Since the current market cap of Sync is roughly 8MM and circulating supply is roughly fixed at 134MM, we can assume that with each gradual increase in demand there will be a price increase in Sync, enabling the remaining supply to accommodate more dollar demand for CBonds. Simultaneously, the diminishing supply of Sync will cause the interest rates to drop (this is a feature of the interest rate formula) causing a decline in the demand for CBonds. This process should reach equilibrium around the point where the interest rates are no longer attractive (for example: at 60MM total supply the interest rate is expected to be roughly 20% APY). This means 74MM Syncs should roughly accommodate the 100MM demand, making the target price $1.3 per Sync (an x20 increase from the current price of 0.07 at time of writing). However since the process is gradual not all CBonds will be created equal. The first CBond owners will benefit from both a huge return on Sync (x20) plus significantly higher interest rates (around 80% APY currently). This creates a huge early bird advantage. The last to join will have to settle for lower interest rates (I estimate 20%-30%) and no capital gain on Sync (not to mention a potential loss). However, it is worth mentioning that unlike many other DeFi projects, the last to enter will not necessarily make a bad deal or become the bottom row of a pyramid scheme.
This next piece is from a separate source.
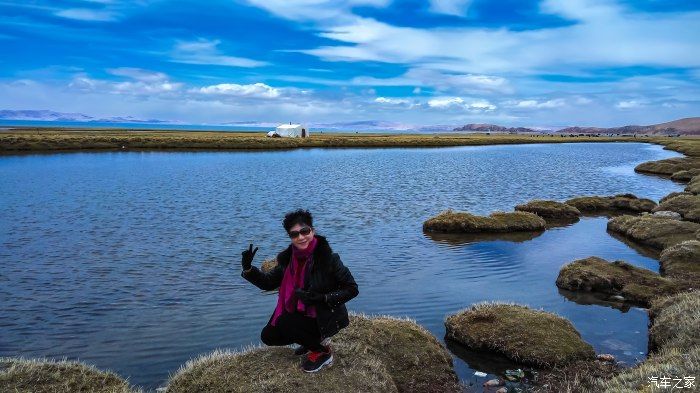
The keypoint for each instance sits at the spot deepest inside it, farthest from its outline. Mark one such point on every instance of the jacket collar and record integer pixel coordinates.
(322, 253)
Scenario B: The demand for CBonds never picks up and Sync crashes even lower than it’s current 8MM cap.
Under this scenario, early adopters still get their lucrative APYs (in nominal Sync terms, since the interest rate is locked at the time of minting) but that may be offset by the decline in Sync price by the time of maturity (though it’s hard to imagine a drop from 8MM market cap will be that significant.). Still, there is the possibility of the project going completely bust, which will cause early CBond owners to lose an amount equal to the liquidity they provided on Uniswap.
While it’s still early to determine weather or not CBonds are catching on or not, the following graph gives an indication of how things are going so far. It shows the number of CBonds minted each day from the project’s launch to the time of writing this article. If anything can be drawn from this graph, it’s that Sync is still far from showing signs of traction, and that the projects has it’s work cut out for it when it comes to marketing.
It is hard to estimate the future adoption of Sync. Currently it seems that the rate of CBond minting is highly correlated to Sync’s price. I believe the idea of CBonds is not bad, and hits a number of trendy topics all at once: (NFTs, fixed interest rate staking, re-liquidation of staked assets). What seems to be missing is a touch of marketing pizzazz or some more ‘to the moon’ energy from the team/community. Another thing that would help is better communication and house cleaning on part of the team (as an example I had to dig pretty deep to find out about the change in token inflation/total supply which is a pretty significant event). With some more exposure a little push in adoption can be enough to start a snowball that drives this project to the heights mentioned above (x20) or even beyond.